Court Has An Opportunity To Finally End The East Texas Patent Troll Docket
from the shut-it-down dept
It’s been nearly ten years since we first wrote about the East Texas district court, based in Marshall, Texas, (and Tyler, Texas) and the fact that patent trolls have been flooding that court with cases. The trolls claimed they liked East Texas because the judges worked quickly and because they “understood” patent issues. The reality, of course, is that East Texas became notorious for a few judges who were insanely pro-patent troll, and ran their cases in a manner that helped out trolls immensely. It’s become a cottage industry, leading to some weird situations, such as the time that Tivo (involved in a patent lawsuit at the time) literally bought a bull right in Marshall, Texas. Perhaps no company has “invested” more in winning over folks in Marshall than Samsung, which not only sponsored the local ice rink, but also gives scholarships to high schoolers there, donates to local schools and takes kids on semiconductor factory tours — all out of the kindness of its corporate heart, no doubt.
The top judge for patent cases in East Texas used to be John Ward, until he “retired” to join his son in a local law practice representing patent trolls. Then the crown went to Judge Rodney Gilstrap, who is handling a ridiculous number of patent cases. In 2014, he was given 968 patent cases — or 20% of all patent cases filed in the country. Given that, perhaps it’s not surprising that he sometimes appears to completely forget about some cases he’s handling. This is the same Judge Gilstrap who has never (not once) granted attorneys’ fees to a defendant, despite all of the cases he’s heard.

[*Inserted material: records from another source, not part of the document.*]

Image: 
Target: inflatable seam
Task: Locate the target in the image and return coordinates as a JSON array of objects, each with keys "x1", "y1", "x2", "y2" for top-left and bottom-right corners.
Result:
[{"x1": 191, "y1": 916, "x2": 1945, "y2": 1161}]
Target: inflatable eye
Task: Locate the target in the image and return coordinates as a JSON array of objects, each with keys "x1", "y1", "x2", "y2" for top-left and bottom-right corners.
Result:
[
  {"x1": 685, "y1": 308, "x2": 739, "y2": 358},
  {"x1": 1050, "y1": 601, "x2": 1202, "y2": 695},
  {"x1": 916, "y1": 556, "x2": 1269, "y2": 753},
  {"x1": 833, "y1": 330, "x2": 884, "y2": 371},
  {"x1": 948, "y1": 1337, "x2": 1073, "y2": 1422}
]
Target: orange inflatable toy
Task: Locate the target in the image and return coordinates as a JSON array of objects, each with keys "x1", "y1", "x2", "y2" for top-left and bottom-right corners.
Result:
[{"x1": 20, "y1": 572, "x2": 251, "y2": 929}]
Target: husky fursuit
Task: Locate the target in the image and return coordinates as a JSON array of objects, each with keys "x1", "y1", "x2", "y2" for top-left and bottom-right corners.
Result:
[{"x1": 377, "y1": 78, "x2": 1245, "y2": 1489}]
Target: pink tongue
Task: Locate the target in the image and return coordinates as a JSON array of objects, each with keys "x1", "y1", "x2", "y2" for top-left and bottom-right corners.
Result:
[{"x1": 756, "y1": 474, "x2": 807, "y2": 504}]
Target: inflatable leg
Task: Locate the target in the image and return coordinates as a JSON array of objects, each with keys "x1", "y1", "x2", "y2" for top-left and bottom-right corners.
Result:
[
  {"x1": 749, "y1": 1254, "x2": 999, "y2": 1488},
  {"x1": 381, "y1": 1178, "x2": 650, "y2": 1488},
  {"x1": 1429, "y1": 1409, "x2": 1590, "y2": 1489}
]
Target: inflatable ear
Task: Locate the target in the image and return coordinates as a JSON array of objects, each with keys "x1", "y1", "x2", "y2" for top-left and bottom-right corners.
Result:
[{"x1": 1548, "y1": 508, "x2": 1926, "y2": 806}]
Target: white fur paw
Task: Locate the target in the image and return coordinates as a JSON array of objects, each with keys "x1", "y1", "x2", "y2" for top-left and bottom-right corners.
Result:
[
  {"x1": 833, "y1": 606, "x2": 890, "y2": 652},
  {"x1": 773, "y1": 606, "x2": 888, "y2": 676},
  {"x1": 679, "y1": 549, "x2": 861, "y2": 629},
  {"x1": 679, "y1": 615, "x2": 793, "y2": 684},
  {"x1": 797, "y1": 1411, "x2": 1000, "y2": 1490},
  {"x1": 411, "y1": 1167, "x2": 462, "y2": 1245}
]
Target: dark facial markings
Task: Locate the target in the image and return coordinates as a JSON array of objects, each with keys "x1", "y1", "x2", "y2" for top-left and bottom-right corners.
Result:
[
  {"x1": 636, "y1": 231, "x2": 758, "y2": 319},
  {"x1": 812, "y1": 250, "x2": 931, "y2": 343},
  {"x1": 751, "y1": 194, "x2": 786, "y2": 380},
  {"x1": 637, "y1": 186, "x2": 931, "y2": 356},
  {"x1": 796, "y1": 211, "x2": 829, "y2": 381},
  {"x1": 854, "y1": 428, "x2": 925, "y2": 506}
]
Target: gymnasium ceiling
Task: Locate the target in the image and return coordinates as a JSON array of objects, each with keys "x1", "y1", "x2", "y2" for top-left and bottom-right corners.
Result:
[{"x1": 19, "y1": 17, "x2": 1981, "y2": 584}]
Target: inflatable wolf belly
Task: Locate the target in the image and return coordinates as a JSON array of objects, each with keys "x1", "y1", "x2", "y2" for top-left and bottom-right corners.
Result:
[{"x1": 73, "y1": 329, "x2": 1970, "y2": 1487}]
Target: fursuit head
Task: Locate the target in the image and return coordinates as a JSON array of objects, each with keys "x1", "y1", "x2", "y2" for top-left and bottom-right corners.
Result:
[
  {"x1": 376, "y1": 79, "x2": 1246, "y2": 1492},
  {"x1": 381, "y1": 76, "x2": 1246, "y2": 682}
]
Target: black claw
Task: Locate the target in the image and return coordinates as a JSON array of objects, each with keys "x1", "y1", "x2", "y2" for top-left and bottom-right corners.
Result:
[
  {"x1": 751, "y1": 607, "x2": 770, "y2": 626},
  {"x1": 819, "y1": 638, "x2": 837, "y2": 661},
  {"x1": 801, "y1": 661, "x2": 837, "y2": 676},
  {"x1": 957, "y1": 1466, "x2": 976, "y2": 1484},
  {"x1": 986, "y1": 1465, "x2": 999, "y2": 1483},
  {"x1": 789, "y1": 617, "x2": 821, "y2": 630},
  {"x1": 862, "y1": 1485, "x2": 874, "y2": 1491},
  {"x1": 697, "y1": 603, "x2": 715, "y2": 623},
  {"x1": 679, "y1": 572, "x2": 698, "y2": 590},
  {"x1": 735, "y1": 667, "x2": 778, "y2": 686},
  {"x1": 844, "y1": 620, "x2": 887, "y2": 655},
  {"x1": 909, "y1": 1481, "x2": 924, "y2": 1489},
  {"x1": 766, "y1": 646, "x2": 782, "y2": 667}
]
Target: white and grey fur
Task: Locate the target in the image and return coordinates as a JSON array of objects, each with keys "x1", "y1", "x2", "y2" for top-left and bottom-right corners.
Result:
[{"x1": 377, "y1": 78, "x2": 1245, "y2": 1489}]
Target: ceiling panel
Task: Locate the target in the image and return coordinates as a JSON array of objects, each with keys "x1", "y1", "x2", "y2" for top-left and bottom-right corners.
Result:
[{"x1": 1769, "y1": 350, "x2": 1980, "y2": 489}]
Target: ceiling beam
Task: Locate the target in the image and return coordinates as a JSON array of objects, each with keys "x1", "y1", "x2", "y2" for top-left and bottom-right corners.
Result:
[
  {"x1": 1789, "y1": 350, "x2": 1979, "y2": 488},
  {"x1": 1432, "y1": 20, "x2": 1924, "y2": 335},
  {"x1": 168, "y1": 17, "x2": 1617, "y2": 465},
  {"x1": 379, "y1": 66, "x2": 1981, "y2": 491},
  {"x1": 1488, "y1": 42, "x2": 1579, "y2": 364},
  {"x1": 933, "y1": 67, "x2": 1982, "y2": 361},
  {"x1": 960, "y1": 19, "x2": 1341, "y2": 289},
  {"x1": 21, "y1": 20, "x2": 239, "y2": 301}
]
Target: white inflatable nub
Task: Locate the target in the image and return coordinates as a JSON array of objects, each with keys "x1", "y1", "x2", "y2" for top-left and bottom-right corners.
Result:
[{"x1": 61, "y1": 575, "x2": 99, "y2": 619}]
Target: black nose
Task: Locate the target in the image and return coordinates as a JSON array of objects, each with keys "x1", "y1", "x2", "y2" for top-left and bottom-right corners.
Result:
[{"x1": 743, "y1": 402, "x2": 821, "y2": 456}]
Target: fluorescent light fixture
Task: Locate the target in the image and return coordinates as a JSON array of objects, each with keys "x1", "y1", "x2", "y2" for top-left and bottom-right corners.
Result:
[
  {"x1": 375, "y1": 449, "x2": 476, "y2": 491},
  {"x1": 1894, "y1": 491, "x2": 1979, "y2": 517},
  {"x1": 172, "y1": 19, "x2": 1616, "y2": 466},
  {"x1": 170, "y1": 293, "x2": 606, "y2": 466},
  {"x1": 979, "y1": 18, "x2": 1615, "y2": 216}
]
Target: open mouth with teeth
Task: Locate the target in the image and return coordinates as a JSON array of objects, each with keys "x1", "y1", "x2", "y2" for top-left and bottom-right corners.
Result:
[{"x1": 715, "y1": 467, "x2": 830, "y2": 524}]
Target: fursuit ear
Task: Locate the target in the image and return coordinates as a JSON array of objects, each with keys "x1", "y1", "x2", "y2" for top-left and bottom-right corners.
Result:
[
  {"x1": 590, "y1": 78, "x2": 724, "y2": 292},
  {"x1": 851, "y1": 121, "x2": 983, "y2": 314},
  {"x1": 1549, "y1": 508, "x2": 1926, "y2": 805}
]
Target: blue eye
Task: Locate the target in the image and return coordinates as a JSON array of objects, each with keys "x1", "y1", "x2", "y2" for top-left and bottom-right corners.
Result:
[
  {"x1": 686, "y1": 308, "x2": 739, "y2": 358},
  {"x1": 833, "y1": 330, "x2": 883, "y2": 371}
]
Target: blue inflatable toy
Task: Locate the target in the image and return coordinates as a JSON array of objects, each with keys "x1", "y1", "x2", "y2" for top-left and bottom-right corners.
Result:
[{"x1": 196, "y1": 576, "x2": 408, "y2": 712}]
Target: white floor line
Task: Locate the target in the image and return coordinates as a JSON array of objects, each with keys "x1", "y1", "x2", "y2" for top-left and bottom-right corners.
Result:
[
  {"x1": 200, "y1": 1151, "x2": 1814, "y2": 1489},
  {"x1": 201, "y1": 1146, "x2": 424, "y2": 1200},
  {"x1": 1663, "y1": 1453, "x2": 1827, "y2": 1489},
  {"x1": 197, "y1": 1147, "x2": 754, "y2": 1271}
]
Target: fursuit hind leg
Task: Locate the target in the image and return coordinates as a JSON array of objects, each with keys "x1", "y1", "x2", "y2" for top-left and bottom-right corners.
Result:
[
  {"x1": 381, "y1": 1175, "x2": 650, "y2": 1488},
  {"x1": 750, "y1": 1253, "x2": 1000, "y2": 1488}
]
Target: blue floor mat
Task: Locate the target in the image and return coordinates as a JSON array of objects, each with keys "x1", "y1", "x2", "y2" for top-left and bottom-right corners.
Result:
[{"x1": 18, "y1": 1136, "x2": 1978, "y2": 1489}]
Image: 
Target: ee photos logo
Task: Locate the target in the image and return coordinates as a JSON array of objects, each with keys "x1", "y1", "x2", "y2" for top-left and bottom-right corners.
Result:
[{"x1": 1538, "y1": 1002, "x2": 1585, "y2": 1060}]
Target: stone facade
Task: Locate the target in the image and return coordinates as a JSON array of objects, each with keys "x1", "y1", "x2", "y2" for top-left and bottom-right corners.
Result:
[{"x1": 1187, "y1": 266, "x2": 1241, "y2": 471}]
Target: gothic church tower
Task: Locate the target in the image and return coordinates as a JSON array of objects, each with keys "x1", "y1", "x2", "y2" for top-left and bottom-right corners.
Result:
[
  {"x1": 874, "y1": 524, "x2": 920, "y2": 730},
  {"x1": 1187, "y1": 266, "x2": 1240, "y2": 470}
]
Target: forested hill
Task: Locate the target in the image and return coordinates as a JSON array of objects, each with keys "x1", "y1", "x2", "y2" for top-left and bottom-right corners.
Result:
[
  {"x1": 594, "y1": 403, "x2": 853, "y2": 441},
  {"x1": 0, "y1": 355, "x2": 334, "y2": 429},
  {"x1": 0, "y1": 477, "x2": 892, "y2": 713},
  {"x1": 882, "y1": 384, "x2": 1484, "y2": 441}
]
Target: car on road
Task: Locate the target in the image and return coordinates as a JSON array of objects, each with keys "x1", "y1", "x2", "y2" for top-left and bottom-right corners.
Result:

If you haven’t figured it out by now, something is totally screwed up with the patent system. It’s pretty clear that what we’ve been witnessing for over a decade is what’s known as “forum shopping” in which plaintiffs seek out specific courts known to favor them, but with patent trolls and East Texas it’s been taken to a new level. And, notably, a few other courts have been trying to get into the business as well, with Delaware leading the charge over the past few years. Normally, forum shopping is frowned upon, but it’s been allowed in patent cases for way too long… and there’s actually a chance to stop it. In 1990, a ruling by the Court of Appeals for the Federal Circuit (CAFC, the “patent appeals court”) in VE Holding v. Johnson Gas basically opened the floodgates for forum shopping in patent cases.
But there’s a new case that has the potential to put an end to this forum shopping. In Re: TC Heartland is another patent forum shopping case, in which an Indiana-based company is looking to get a patent case tossed out of a Delaware court over jurisdiction. EFF, together with Public Knowledge and Engine, have asked the court if it can weigh in with an amicus brief, flat out asking the court to overturn the VE Holding case, and to end forum shopping in patent cases.
Congress did not intend for patent owners to be able to sue in any district in the country, no matter how tenuous the links the purported infringer has to the district. Amici ask that this Court restore balance in patent litigation. Amici support Petitioner in asking this Court to grant the petition for mandamus and recognize that VE Holding is no longer good law.
One hopes that CAFC will listen — or, barring that, that the Supreme Court might weigh in and fix this aspect of patent law, as it’s fixed a number of other problems with patent law over the past few years.